Column, Living the Dream

Where ends and beginnings commingle, a taste of the infinite

By Merisa Sherman

A few lights litter the shoreline across the way, seemingly more like super bright fireflies than the building that they truly are. Different colors, ranging from white to yellow to red, mark the hillside and the farthest location along the 360 degree outline of the mountain range. The dark hillside seems more like a black and blue painting, as the green mountains turn black in the darkness while the ridgeline sky is a bright sunset blue.

Looking farther upward, the sky darkens to the deepest of blues the color of deep space. True stars glitter in the sky, their reflections sparkling in the calm waters below. There is nothing else around but sky and mountain and water as I float in the middle of the largest planetarium I have ever imagined.

The moon reflects off the ash gunwales of the canoe, the light so bright that you could see the grains of wood of my paddle. Below the boat, is a reservoir full of stars and I cannot decide whether to just stay here in the middle of the lake and float along or whether to paddle amongst these stars.

A mirror on itself, above water level and below. You cannot tell where the water ends and the sky begins, which is why we were told as children never to swim in the dark. Because you can’t tell which way is up and you end up swimming in the wrong direction, drawing as you swim to the bottom of the lake.

It’s why I had my life jacket on. Besides the fact that I was literally the only person on the reservoir. There were no other lights level with my canoe and I felt I could see forever into the darkness. I had no idea where the shoreline was, and I have faith that as I paddled in the direction of the boat launch, I would eventually be able to see the rocky beach glistening in the moonlight.

But I was camping that night, my tent set up nestled into the treeline just off the shore. I was desperate to keep warm as the temperature randomly dropped closer to the freezing point than it had in a long time. Of course that’s the night I picked to solo camp on the reservoir, the first cold night in weeks.  But as I looked out across the lake, the cold had done something magical. The water was perfectly flat, like a bottomless glass floor. The sky was crisp and clear, the moon was almost full and everything was perfect. Despite the warning in my head, I chose to get back in my canoe and paddle around in the darkness under the moonlight.

By Merisa Sherman
Paddling across the glassy reservoir at night can be disorienting in the best of ways.

The night was perfection. I paddled around and around, my canoe cutting gracefully through the starry sky. Floating along in a planetarium globe. A clear, starry night on the water is the the closest I believe one can come to floating around in deep space.

According to an interview in Scientific American with Dr. George M. Pantalos, a cardiovascular and thoracic explorer astronaut, a zero gravity atmosphere feels like “floating in water without the feeling of water on your skin. Because you feel so light, you can move about with the slightest bit of effort.” And I have never read a more apt description of paddling on crystal clear flat water than that.

Is that what we are as paddlers?
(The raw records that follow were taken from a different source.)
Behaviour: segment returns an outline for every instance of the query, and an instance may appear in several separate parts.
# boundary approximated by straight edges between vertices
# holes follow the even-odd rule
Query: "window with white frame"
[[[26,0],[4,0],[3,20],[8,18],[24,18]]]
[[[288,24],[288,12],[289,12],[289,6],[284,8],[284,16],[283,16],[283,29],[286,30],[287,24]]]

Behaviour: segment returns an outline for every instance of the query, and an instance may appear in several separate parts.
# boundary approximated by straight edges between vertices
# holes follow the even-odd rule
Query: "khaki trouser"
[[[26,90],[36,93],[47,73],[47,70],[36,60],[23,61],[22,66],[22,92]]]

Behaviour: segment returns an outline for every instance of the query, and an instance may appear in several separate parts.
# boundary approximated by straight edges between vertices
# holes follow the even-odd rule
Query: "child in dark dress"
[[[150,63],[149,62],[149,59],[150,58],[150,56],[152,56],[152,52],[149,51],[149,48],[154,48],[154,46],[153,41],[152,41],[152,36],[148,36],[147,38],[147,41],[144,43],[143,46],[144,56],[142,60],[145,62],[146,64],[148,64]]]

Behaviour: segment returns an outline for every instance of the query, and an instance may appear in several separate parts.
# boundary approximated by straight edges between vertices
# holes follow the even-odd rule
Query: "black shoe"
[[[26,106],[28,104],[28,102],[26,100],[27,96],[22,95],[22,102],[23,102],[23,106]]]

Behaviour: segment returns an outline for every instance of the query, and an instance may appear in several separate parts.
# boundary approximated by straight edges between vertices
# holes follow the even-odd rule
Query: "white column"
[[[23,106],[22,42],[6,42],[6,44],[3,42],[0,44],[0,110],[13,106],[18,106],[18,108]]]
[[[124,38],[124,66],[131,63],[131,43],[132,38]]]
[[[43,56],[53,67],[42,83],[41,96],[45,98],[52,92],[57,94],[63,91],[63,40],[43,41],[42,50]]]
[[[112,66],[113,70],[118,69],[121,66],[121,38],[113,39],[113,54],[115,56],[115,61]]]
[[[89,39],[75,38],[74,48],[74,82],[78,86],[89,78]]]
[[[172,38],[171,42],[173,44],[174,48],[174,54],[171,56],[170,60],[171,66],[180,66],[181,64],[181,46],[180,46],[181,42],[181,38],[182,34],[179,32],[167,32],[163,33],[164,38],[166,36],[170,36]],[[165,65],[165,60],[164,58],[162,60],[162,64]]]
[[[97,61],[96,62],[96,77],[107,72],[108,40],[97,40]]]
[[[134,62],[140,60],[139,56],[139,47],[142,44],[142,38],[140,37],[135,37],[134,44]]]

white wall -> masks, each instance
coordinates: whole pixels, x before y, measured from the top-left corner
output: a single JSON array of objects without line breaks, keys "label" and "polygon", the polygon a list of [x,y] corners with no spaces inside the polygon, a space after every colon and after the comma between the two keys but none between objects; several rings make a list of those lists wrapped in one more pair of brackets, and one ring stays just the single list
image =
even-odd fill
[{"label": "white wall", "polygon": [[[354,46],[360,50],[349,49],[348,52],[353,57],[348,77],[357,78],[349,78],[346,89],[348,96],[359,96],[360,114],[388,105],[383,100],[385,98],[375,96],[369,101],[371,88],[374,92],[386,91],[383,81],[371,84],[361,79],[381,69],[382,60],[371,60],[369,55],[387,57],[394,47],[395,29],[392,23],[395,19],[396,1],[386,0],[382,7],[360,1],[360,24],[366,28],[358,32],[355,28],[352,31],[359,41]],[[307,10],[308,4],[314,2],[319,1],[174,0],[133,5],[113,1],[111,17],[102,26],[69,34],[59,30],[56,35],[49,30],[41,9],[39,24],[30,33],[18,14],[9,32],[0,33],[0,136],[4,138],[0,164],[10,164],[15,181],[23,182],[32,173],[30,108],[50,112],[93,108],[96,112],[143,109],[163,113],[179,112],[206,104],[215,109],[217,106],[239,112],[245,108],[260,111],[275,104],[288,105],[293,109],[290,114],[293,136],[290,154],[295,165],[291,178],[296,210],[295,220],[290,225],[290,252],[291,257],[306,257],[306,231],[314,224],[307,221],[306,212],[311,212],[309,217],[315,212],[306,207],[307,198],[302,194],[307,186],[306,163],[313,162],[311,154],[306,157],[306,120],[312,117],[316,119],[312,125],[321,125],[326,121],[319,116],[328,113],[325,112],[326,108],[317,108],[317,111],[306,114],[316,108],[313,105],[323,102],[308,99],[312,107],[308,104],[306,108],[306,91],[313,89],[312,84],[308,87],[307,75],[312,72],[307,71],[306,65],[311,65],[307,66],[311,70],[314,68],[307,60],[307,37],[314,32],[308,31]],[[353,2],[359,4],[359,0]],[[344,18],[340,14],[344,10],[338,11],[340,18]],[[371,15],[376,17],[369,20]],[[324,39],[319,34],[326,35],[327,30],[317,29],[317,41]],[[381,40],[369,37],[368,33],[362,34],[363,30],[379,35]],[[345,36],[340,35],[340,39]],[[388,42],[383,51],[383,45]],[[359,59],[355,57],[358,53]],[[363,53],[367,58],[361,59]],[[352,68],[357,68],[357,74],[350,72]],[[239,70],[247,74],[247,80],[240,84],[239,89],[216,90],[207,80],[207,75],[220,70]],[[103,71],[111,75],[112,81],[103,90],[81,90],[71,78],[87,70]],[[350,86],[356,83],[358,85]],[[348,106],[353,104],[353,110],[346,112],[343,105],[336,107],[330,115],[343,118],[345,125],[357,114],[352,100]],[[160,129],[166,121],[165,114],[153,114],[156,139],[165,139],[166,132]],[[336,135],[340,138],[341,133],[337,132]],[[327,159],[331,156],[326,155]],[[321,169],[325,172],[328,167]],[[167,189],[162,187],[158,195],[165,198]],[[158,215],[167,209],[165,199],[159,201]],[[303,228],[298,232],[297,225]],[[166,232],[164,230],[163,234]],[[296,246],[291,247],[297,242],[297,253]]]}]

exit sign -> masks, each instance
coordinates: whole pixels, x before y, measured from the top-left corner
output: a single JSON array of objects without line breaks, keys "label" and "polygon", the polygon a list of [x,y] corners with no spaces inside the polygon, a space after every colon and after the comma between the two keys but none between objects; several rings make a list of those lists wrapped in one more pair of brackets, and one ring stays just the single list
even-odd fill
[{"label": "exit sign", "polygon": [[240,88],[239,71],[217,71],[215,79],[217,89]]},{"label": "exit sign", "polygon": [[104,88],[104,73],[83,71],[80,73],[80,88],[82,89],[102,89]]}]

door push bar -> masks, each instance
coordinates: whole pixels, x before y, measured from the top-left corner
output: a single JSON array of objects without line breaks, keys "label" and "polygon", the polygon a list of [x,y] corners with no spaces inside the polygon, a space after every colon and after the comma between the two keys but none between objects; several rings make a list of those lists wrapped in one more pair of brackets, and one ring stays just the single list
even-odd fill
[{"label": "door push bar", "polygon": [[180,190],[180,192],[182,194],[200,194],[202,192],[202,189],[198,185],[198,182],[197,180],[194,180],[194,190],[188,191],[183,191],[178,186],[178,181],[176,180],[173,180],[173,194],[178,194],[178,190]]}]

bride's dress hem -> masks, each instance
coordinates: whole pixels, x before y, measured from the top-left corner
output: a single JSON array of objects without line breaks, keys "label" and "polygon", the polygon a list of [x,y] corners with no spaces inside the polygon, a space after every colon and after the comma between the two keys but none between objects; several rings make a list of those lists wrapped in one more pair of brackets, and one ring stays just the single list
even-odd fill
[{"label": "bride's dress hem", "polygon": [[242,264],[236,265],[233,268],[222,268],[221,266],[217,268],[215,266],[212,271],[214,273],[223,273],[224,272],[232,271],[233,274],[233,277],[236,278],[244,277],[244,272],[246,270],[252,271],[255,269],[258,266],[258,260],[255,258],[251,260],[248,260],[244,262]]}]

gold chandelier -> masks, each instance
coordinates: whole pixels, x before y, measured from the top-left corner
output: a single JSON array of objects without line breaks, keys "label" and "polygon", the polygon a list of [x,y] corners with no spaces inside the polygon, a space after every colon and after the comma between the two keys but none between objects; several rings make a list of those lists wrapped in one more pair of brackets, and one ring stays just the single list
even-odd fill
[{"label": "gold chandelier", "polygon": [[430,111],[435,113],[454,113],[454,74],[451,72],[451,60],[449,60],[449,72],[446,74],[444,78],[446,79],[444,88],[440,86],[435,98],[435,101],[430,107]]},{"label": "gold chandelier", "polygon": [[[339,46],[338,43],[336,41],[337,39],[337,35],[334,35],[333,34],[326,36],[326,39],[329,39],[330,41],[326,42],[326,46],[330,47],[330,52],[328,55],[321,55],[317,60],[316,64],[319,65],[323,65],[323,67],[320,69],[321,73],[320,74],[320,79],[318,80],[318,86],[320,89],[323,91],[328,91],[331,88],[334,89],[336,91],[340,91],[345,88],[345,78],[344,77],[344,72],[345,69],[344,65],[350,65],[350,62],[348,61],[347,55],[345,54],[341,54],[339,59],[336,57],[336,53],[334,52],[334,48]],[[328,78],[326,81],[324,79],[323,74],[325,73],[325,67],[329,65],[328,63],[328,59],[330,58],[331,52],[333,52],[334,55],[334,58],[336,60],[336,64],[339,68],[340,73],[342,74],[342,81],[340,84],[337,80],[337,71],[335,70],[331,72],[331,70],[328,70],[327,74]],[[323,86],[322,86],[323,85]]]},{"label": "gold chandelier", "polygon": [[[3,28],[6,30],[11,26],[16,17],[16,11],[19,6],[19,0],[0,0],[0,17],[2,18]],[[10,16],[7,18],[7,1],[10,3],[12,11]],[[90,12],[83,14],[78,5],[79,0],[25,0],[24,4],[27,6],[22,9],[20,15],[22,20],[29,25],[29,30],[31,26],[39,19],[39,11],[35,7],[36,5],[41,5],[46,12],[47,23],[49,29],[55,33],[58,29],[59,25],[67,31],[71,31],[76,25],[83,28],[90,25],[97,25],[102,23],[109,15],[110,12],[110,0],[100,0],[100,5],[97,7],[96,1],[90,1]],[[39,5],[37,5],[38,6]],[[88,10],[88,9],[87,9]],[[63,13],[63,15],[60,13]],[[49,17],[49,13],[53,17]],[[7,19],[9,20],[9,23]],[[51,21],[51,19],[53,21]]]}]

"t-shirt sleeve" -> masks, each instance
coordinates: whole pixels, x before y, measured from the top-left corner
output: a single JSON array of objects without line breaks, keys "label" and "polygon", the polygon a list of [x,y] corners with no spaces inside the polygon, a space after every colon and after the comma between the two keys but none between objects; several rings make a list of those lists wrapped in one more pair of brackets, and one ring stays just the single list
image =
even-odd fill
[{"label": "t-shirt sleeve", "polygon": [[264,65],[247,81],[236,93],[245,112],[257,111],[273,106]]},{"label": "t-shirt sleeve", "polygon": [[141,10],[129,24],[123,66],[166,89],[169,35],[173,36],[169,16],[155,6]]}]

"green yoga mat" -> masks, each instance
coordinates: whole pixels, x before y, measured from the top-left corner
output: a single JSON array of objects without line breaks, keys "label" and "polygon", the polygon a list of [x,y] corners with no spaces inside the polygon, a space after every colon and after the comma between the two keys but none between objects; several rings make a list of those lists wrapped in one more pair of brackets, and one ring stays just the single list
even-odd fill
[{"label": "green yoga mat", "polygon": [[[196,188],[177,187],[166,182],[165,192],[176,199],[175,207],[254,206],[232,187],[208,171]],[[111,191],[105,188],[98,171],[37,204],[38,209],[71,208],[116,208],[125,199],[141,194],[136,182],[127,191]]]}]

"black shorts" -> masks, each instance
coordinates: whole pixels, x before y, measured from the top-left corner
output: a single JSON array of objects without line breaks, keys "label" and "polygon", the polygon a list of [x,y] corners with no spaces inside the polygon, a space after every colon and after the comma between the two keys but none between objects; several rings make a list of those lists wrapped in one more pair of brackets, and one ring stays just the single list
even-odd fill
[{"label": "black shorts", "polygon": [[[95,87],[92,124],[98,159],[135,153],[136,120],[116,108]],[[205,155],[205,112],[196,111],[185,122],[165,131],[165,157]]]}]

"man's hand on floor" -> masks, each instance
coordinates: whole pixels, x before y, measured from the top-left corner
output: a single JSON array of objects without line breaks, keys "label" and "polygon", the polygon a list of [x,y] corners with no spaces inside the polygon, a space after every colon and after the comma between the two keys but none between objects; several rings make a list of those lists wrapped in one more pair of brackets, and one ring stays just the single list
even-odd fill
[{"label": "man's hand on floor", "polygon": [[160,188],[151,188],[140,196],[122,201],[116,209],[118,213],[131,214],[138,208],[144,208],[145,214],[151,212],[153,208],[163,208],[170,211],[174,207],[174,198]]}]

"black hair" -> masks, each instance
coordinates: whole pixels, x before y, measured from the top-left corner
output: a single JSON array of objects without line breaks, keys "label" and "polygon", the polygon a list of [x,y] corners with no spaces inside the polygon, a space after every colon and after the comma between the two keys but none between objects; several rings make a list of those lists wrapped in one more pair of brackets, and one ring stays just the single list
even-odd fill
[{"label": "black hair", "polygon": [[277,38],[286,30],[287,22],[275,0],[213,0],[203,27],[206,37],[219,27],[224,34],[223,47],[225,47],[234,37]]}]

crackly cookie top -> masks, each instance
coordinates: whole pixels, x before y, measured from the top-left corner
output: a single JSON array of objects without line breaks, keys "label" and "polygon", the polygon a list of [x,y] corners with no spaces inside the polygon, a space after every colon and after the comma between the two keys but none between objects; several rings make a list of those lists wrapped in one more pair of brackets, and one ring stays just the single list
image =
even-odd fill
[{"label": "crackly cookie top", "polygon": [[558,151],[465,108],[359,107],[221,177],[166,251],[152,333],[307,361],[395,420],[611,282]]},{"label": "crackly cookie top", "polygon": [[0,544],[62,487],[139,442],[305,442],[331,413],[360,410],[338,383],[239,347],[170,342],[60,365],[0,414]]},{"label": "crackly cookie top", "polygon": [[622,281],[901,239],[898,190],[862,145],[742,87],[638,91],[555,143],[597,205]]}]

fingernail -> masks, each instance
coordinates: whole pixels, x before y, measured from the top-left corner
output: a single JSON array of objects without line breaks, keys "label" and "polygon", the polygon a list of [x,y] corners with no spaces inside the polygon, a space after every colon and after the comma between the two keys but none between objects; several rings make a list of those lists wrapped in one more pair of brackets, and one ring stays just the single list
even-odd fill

Are we the future of space travel, used to the weightless floating sensation of traveling on water like in situations of zero gravity, making us the perfect people to choose for space travel? Should I have become an astronaut instead of a ski bum? That is an interesting thought to ponder as we watched the lunar eclipse this morning. Should I be out there amongst the stars instead of sitting here in a canoe floating on the water?

But those are questions for another lifetime. For now, I will simply enjoy the feeling of my paddle slicing through the water as the stars surround me not in 360 degrees but in the 64,442 degrees of a sphere or 41,253 square degrees (I did not do the math myself). That is amazing. To be sitting here, in the middle of a lake surrounded by nothing but the feeling of deep space in all directions. How can we not take the opportunity to experience such magical moments when they come along?

I can only presume that we must, which is why I ended up in the middle of the Chittenden Reservoir in the middle of the night surrounded by stars and a never-ending ridgeline of green mountains. Oh man, I cannot wait to ride those ridges in my snowmobile this winter! Braaappp!!!